"There is an expression in the Micmac tongue which says it all as far as the Algonquin worldview is concerned, and that is Mah-wee-da-djik, 'Things fall together.' Even now, when the high of addictive substances and high-tech pollution and high-pressure economics are pulling manmade things apart, the people of the traditional ways still have faith that natural things fall into place for those who can find the Red Road.

"Creation is ever-unfolding and all-pervasive and so the wisdom of the Creator is in all things at all times, not like a hand forcing things where they don't want to go, but a natural gravity of the spirit, where things fall together as if by magic. That gravity could also be called universal love, but that's a very European way of saying it. The bpoo-ohinn speak of 'sharing the love of our Creator,' and when you do that, you help things fall together.

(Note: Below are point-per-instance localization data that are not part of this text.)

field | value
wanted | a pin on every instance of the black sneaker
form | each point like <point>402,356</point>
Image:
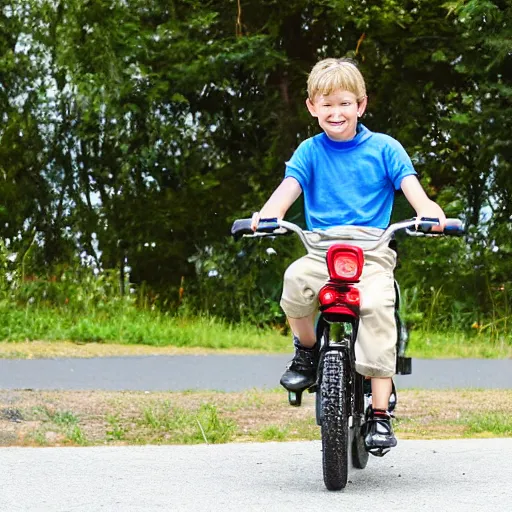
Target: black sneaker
<point>393,398</point>
<point>379,438</point>
<point>300,373</point>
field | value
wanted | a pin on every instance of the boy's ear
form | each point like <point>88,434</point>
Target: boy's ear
<point>311,108</point>
<point>361,106</point>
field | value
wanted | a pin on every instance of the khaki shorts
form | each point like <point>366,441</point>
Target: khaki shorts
<point>375,347</point>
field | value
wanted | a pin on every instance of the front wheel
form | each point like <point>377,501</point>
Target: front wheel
<point>334,429</point>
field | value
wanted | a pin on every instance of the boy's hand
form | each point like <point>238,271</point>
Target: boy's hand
<point>423,206</point>
<point>433,210</point>
<point>255,220</point>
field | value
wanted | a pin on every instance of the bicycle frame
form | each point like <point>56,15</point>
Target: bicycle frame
<point>340,389</point>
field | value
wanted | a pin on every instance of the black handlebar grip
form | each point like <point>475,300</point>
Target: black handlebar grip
<point>453,227</point>
<point>243,227</point>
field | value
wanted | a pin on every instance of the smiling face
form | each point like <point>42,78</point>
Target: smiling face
<point>337,113</point>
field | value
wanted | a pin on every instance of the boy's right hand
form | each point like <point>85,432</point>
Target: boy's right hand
<point>255,221</point>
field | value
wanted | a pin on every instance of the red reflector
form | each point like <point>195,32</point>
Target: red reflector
<point>329,296</point>
<point>352,296</point>
<point>345,262</point>
<point>346,265</point>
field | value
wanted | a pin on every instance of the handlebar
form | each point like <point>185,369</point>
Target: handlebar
<point>274,227</point>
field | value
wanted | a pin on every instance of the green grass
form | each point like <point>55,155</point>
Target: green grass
<point>496,423</point>
<point>437,345</point>
<point>128,325</point>
<point>172,424</point>
<point>132,326</point>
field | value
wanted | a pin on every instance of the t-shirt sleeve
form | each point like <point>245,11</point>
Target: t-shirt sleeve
<point>299,165</point>
<point>398,163</point>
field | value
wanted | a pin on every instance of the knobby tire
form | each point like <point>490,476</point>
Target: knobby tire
<point>334,428</point>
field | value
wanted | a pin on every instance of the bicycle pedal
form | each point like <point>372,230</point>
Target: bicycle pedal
<point>378,451</point>
<point>295,398</point>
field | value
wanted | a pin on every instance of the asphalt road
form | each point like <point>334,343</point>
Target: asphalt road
<point>456,476</point>
<point>224,373</point>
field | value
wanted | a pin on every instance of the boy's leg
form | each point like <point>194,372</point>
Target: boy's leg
<point>381,391</point>
<point>376,347</point>
<point>302,282</point>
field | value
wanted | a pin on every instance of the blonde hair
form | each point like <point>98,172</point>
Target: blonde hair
<point>330,75</point>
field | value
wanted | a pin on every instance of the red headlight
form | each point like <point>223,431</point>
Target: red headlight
<point>345,295</point>
<point>345,265</point>
<point>345,262</point>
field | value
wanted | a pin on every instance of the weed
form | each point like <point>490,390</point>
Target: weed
<point>76,435</point>
<point>497,423</point>
<point>116,432</point>
<point>273,433</point>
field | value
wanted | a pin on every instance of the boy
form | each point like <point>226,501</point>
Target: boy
<point>348,175</point>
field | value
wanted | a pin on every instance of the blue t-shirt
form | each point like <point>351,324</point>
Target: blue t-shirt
<point>349,182</point>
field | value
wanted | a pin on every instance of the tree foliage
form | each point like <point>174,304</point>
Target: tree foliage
<point>134,133</point>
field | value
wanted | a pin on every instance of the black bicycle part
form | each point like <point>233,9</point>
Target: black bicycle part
<point>359,454</point>
<point>403,363</point>
<point>453,227</point>
<point>268,226</point>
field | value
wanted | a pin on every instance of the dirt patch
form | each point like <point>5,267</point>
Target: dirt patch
<point>51,349</point>
<point>44,418</point>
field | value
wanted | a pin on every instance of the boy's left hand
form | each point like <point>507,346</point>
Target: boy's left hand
<point>433,210</point>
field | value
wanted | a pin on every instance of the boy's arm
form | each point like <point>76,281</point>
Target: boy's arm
<point>279,203</point>
<point>419,200</point>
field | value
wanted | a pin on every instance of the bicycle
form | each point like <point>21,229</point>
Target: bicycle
<point>342,395</point>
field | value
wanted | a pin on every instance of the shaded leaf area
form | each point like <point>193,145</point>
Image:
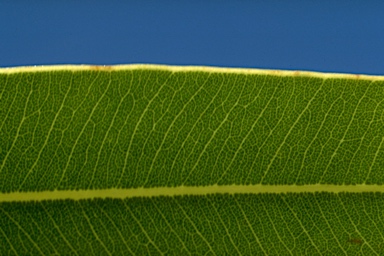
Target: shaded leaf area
<point>151,128</point>
<point>266,224</point>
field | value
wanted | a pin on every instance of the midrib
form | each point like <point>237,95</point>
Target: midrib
<point>121,193</point>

"Gravity, as understood in modern Newtonian physics, means 'things fall together.' But when the Wabanaki began speaking of this thousands of years ago, they weren't just talking about how planets form, how atoms form, how molecules form, break up and then reform according to ionic principle. They weren't just talking about how galaxies congealed, or how gasses become crystals, or how water becomes ice, or how the ecosystem balances itself out in ways too complex for the human mind to grasp. They were talking about each of us in our hearts and in our interactions with one another.

"No need to worry. Things will fall together at the right time. Creation is still happening and we are a part of it. Let things fall together. When you are making something, you don't have to plan it all out in advance on paper each time. Bring out the best materials that you have at the moment, and see where and how they want to join forces."